In this discussion, we will develop an ad hoc model that makes informational sense. The only point is to illustrate how Digital Philosophy can guide one’s thinking with regard to informational aspects of processes such as particle interactions. In ordinary physics, we accept as good theories those that correspond to mathematical models based on conservation laws or rules for calculating with amplitudes, and these are verified by experimental data. We can quickly throw out proposed mathematical models by showing that they violate one of the standard conservation laws. There is nothing wrong with that process but Digital Philosophy demands more. In addition, there must be an informational model that also makes sense. Digital Philosophy assumes that there are information laws, including Conservation of Information that must also be observed. A useful additional test involves looking at a process in reverse, to see that it still obeys all the laws. Strangely enough, we sometimes find it useful (as a heuristic) to look at the reverse of the reversed process!
In order to understand this process we will take a look at the idealized interaction of 2 colliding billiard balls. For these examples we assume nothing other than translational motion in a plane and that the 2 balls are identical. If we make a movie of the collision of 2 perfectly elastic billiard balls, we see that kinetic energy and momentum are both conserved. If we look at the movie going backwards, everything still looks like good physics. From an informational point of view, one must be able to compute the trajectories of the 2 balls after the collision from information about the trajectories before the collision. No information is lost and the process is perfectly reversible.
Now let’s redo the experiment, except instead of elastic billiard balls, we are going to use a kind of cohesive putty so that the putty balls will stick to each other and not stick to anything else. Now, 2 putty balls on a collision course merge into one bigger ball when they collide. A careful set of experiments would reveal that momentum is conserved exactly. The kinetic energy of the 2 putty balls is not conserved. Instead, we assume that the lost kinetic energy has been converted into heat; the merged putty ball must be somewhat warmer than the 2 balls were before the collision. If we look at the movie going backwards, there appears to be a mystery as to how the one merged putty ball can separate into 2 identical balls, which are following the exact original trajectories in reverse.
Where in the one merged putty ball do we find the information defining the 2 trajectories? The answer is that it is encoded into the motions and vibrations of the molecules of the merged putty balls. The information was not destroyed because the putty had the possibility of lower modes of energy (heat) that could represent the information.
With fundamental particles the situation is much more interesting since there may not be the possibility of lower modes that can encode information as heat. To illustrate what we mean, we will consider the decay of a muon. A muon is much like an electron except that it is about 200 times as massive and it decays with a mean life of about 2 microseconds. It almost always decays into 3 particles, an electron, a muon neutrino and an electron antineutrino. A muon has a magnetic dipole field and when it decays, the electron is emitted in a direction that is correlated with the direction of the dipole field. Now we will look at the unlikely but physically correct reverse process. Along come an electron, a muon neutrino and an electron antineutrino. All three collide in the proper way and the result is a single muon whose magnetic dipole field is correlated with the direction of the electron. What we have is the trajectories of 3 particles that happen to come together and the result is the trajectory of one particle plus the direction of a magnetic dipole field! That process as stated conserves energy. It conserves momentum. It conserves lepton number. It conserves angular momentum. It conserves charge. However, how does it conserve information? Within DP there is the possibility that the vacuum state of some DM models can represent information the way that heat is able to do for macroscopic events like the collision of 2 putty balls. Cellular automata are wonderful systems for seeming to generate complexity out of simple beginnings. Computer models might enable us to take a look at how various DM models might deal with this informational situation. QM does so by characterizing the entire process as being the consequences of the reversible evolution of the wave function. However, that approach is not very satisfying. This particular DM model is designed to explore the concept of a particle model, in the Feynman sense, of all aspects of physics.

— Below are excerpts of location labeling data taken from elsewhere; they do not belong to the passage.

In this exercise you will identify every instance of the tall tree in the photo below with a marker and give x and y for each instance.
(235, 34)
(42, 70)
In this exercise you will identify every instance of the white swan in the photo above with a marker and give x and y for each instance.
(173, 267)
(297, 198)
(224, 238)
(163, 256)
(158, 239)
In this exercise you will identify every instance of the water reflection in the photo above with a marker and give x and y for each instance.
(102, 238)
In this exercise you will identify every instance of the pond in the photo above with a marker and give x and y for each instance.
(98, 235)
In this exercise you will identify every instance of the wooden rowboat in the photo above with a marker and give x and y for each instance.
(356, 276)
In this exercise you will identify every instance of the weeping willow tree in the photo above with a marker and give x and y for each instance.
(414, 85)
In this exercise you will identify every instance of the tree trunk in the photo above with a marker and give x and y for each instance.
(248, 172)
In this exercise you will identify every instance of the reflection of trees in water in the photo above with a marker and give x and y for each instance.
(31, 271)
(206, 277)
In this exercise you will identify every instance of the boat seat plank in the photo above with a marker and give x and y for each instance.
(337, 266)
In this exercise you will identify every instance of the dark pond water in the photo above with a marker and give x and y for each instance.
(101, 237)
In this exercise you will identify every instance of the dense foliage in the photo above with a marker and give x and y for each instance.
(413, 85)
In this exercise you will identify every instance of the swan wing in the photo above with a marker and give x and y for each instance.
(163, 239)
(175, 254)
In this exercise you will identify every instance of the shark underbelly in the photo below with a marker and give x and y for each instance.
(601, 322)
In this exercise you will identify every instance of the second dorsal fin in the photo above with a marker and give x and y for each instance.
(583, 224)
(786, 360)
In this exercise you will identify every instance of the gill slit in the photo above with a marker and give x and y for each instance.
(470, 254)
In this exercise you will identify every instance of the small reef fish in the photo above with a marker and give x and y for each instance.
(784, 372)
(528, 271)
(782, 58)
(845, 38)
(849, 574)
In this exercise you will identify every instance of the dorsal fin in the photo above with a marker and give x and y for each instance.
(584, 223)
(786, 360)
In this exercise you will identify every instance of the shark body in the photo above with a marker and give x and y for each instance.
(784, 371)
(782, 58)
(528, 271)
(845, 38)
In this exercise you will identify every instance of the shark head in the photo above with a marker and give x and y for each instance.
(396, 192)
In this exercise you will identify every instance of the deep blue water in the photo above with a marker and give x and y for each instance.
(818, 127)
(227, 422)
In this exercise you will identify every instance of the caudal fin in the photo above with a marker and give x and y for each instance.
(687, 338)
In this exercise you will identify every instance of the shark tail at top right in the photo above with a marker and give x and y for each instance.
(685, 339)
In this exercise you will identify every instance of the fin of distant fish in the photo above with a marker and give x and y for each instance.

A long time ago there was a problem in physics associated with beta decay. When a neutron decays, it was observed that the decay products included a proton and an electron. This might have made sense in terms of conservation of energy, momentum and charge however it could not make sense in terms of spin. This is because each fermion has a spin of ½. There is no way that the combined spin of the proton and the electron could add up to ½.
±½ ± ½ ¹ ±½
The solution was to invent another fermion, the neutrino with spin ½. As it turned out, the neutrino had a lot of other reasons for existence.
While it may all seem obvious today, solving the problem by inventing a new kind of particle was pretty brave.